Friday, September 09, 2011

Mannheim hard done by yet again?

First of all an apology for the lack of blogs since August, but we are trying to finish our new Kindle e-book "Rhine Upstream". As well we needed to find some photographs of railways in Belgium, Luxembourg and the Netherlands for publication in "AtoB" (www.atob.org.uk) This was a more difficult job than either we or David Henshaw, the editor of that august publication imagined. We cracked the problem and this had the added advantage that we were better prepared to source photographs for the next country in the list: Italy.
Mannheim can lay claim to being very important in the development of individual mobility. Karl Friedrich Freiherr Drais made the world's first "bicycle" trip in June 1817 on his velocipede or hobby horse, a kind of simple bicycle between the centre of Mannheim to the Schwetzinger Realaishaus,  a pub. Drais was born in Karlsruhe and the citizens of Karlsruhe claim that really Karlsruhe should be considered the site of the start of the age of mass individual mobility. (There is however a Drais bike route in Mannheim.)

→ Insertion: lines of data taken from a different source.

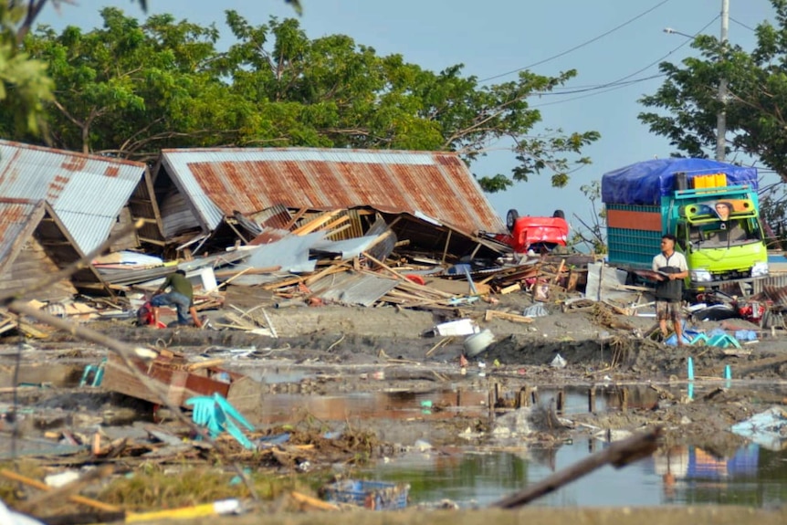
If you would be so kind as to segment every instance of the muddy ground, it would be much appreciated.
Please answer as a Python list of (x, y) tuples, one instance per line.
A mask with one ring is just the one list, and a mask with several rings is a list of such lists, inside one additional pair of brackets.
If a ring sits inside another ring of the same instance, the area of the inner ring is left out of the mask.
[[(502, 319), (485, 321), (487, 310), (520, 314), (532, 304), (524, 293), (498, 298), (499, 302), (493, 305), (478, 301), (455, 310), (431, 311), (394, 307), (269, 308), (266, 311), (278, 338), (217, 328), (226, 324), (225, 310), (205, 312), (211, 325), (204, 330), (138, 328), (131, 320), (93, 322), (89, 326), (121, 341), (169, 348), (194, 359), (227, 357), (228, 351), (244, 352), (244, 359), (227, 359), (226, 364), (240, 372), (253, 367), (279, 373), (286, 370), (289, 373), (299, 370), (306, 375), (294, 384), (270, 385), (272, 393), (326, 395), (385, 389), (417, 392), (456, 388), (457, 384), (483, 389), (498, 384), (509, 396), (501, 401), (505, 404), (523, 386), (628, 385), (642, 390), (645, 385), (648, 390), (646, 385), (653, 383), (650, 397), (660, 398), (657, 406), (648, 402), (646, 407), (637, 408), (632, 402), (629, 404), (633, 406), (625, 414), (613, 411), (581, 415), (581, 418), (589, 425), (614, 429), (634, 428), (659, 420), (686, 423), (690, 419), (692, 424), (672, 428), (670, 435), (691, 440), (694, 445), (702, 445), (708, 434), (718, 440), (715, 430), (745, 418), (762, 405), (785, 402), (784, 391), (777, 388), (787, 379), (784, 331), (758, 331), (756, 325), (742, 320), (689, 321), (689, 326), (702, 331), (720, 326), (755, 330), (760, 339), (744, 344), (739, 354), (730, 349), (708, 346), (677, 348), (643, 337), (653, 329), (653, 317), (620, 315), (603, 304), (575, 311), (565, 310), (557, 303), (544, 303), (549, 315), (535, 318), (531, 323)], [(646, 309), (644, 313), (652, 315)], [(474, 319), (480, 328), (490, 330), (495, 342), (483, 353), (470, 357), (462, 371), (460, 356), (465, 338), (446, 340), (429, 337), (428, 332), (435, 324), (466, 317)], [(94, 362), (106, 352), (63, 334), (43, 341), (6, 338), (5, 342), (9, 344), (0, 352), (0, 371), (6, 377), (4, 386), (7, 386), (19, 348), (15, 342), (22, 345), (23, 362), (34, 367), (29, 373), (32, 378), (37, 374), (36, 363)], [(565, 359), (565, 368), (550, 366), (558, 354)], [(690, 401), (685, 395), (689, 356), (698, 392), (714, 394), (709, 399), (698, 395)], [(718, 387), (731, 386), (720, 381), (726, 365), (732, 371), (734, 388), (716, 393)], [(383, 373), (384, 381), (370, 379), (375, 372)], [(54, 369), (52, 373), (57, 373)], [(40, 381), (47, 380), (44, 377)], [(765, 388), (769, 384), (774, 388)], [(636, 388), (633, 392), (632, 395), (640, 395)], [(541, 400), (541, 404), (545, 401), (548, 400)], [(646, 410), (639, 414), (642, 408)], [(733, 437), (730, 440), (737, 441)]]
[[(496, 425), (513, 410), (518, 393), (528, 387), (551, 394), (539, 397), (536, 404), (528, 408), (529, 424), (524, 431), (519, 428), (524, 434), (517, 437), (520, 443), (524, 440), (542, 446), (558, 446), (563, 439), (577, 436), (607, 432), (614, 438), (660, 425), (665, 431), (665, 446), (690, 444), (726, 457), (743, 443), (742, 438), (729, 432), (730, 425), (773, 404), (787, 404), (784, 331), (759, 331), (756, 325), (732, 320), (724, 326), (758, 331), (760, 339), (737, 352), (708, 346), (677, 348), (645, 337), (654, 327), (653, 317), (621, 315), (602, 304), (566, 310), (558, 302), (545, 303), (549, 315), (535, 318), (531, 323), (484, 320), (487, 310), (521, 314), (532, 304), (524, 293), (498, 299), (499, 302), (495, 304), (478, 301), (435, 310), (271, 307), (266, 311), (277, 338), (222, 328), (227, 324), (226, 310), (205, 312), (211, 323), (203, 330), (139, 328), (131, 320), (88, 326), (121, 341), (183, 352), (194, 360), (225, 358), (226, 368), (254, 370), (263, 382), (266, 374), (274, 377), (297, 373), (302, 376), (294, 381), (269, 382), (263, 392), (270, 394), (330, 396), (463, 389), (477, 393), (497, 389), (499, 393), (496, 410), (489, 410), (488, 403), (494, 400), (488, 398), (477, 410), (456, 411), (439, 419), (369, 419), (345, 414), (345, 423), (353, 432), (361, 433), (353, 438), (373, 436), (370, 438), (373, 443), (364, 442), (373, 460), (412, 446), (418, 439), (446, 450), (456, 446), (505, 445)], [(464, 338), (429, 337), (429, 331), (435, 324), (466, 317), (491, 331), (495, 342), (481, 354), (468, 358), (463, 370)], [(718, 321), (690, 324), (705, 331), (722, 326)], [(28, 415), (21, 421), (2, 421), (0, 437), (13, 431), (40, 436), (61, 428), (79, 430), (96, 425), (111, 428), (135, 421), (137, 425), (154, 424), (152, 407), (145, 402), (102, 388), (72, 386), (83, 367), (98, 362), (106, 355), (106, 349), (62, 333), (47, 340), (12, 336), (3, 342), (0, 386), (6, 388), (0, 394), (0, 403), (5, 406), (14, 403), (15, 394), (7, 387), (13, 384), (17, 359), (21, 364), (17, 383), (58, 384), (63, 383), (64, 374), (71, 377), (65, 382), (68, 387), (33, 387), (16, 392), (16, 403)], [(566, 362), (564, 368), (550, 364), (558, 354)], [(689, 357), (697, 378), (696, 393), (691, 397), (687, 383)], [(722, 380), (726, 365), (731, 368), (732, 382)], [(605, 393), (608, 408), (559, 412), (554, 393), (561, 389), (580, 394), (595, 389), (599, 396)], [(533, 397), (527, 399), (530, 402)], [(434, 410), (446, 408), (435, 404)], [(292, 423), (309, 419), (306, 412), (292, 411)], [(281, 422), (270, 424), (260, 431), (275, 433), (280, 425)], [(517, 429), (513, 430), (516, 436)], [(343, 452), (352, 455), (352, 443), (346, 445)], [(331, 448), (331, 453), (335, 452)], [(321, 459), (337, 459), (335, 454), (324, 458), (313, 454), (310, 457), (313, 466)], [(297, 469), (297, 462), (285, 463), (277, 464), (278, 471), (288, 467), (290, 471)]]

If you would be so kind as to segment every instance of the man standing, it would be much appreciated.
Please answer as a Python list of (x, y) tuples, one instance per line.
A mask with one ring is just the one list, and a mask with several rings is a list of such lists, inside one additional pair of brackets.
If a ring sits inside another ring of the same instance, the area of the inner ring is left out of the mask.
[(683, 346), (680, 325), (680, 302), (683, 299), (683, 279), (688, 277), (688, 265), (680, 252), (675, 251), (675, 236), (661, 237), (661, 253), (653, 257), (653, 271), (657, 272), (656, 284), (656, 317), (661, 333), (666, 337), (666, 320), (671, 320), (677, 345)]
[[(163, 293), (167, 289), (172, 289), (169, 293)], [(191, 313), (194, 326), (202, 328), (202, 322), (196, 313), (196, 309), (194, 305), (194, 287), (186, 278), (186, 272), (182, 269), (175, 270), (174, 273), (167, 276), (163, 284), (156, 290), (153, 298), (151, 299), (151, 305), (153, 307), (153, 325), (159, 325), (159, 307), (174, 306), (178, 312), (178, 324), (186, 325), (186, 312)]]

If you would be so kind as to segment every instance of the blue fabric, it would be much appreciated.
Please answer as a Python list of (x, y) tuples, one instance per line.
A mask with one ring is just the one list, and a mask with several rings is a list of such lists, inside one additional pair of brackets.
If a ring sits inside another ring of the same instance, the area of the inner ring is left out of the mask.
[(191, 299), (184, 294), (176, 291), (159, 294), (151, 299), (151, 304), (155, 307), (176, 307), (178, 311), (178, 322), (180, 324), (188, 324), (189, 320), (186, 314), (188, 314), (189, 307), (191, 306)]
[(602, 201), (614, 205), (660, 205), (661, 197), (675, 188), (675, 173), (695, 175), (724, 173), (728, 185), (748, 184), (757, 190), (757, 168), (735, 166), (708, 159), (656, 159), (604, 173), (601, 179)]

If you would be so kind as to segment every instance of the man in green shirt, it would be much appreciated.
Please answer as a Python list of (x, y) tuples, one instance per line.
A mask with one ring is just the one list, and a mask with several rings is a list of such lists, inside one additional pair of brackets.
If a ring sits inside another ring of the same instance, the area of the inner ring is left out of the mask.
[[(170, 292), (164, 293), (167, 289), (171, 289)], [(189, 312), (194, 326), (202, 328), (202, 322), (194, 305), (194, 287), (186, 278), (186, 272), (182, 269), (175, 270), (174, 273), (167, 276), (163, 284), (153, 294), (151, 305), (153, 307), (154, 326), (159, 325), (159, 307), (174, 306), (178, 312), (178, 324), (187, 325), (189, 323), (188, 319), (186, 319), (186, 312)]]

Then in 1886 Carl Benz was awarded the first patent for a vehicle with gas engine drive. Two years later his wife Bertha undertook the first car trip in the world and drove from Mannheim to Pforzheim. (Somewhat of a kick in the pants for chauvinistic male drivers. Not only are women reputedly safer drivers, but one of them was the first driver in the world.) The route she took can be followed: http://www.bertha-benz.de/indexen.php?inhalt=home, including seeing the first filling station in the world, a chemist's shop in Wiesloch where she bought ligroin. However at the same time Gottlieb Daimler was building similar machines in Stuttgart. The HQ of the company the two founded in 1926 is in Stuttgart, so we Mannheimers have the impression that the role of Mannheim yet again is being diminished for the greater glory of one of Stuttgart's sons. The company's name no longer reflects the role of the Carl Benz since 1998 when Daimler - Benz AG absorbed the Chrysler company and since 2007 when the Chrysler operations were divested, it is just called Daimler AG.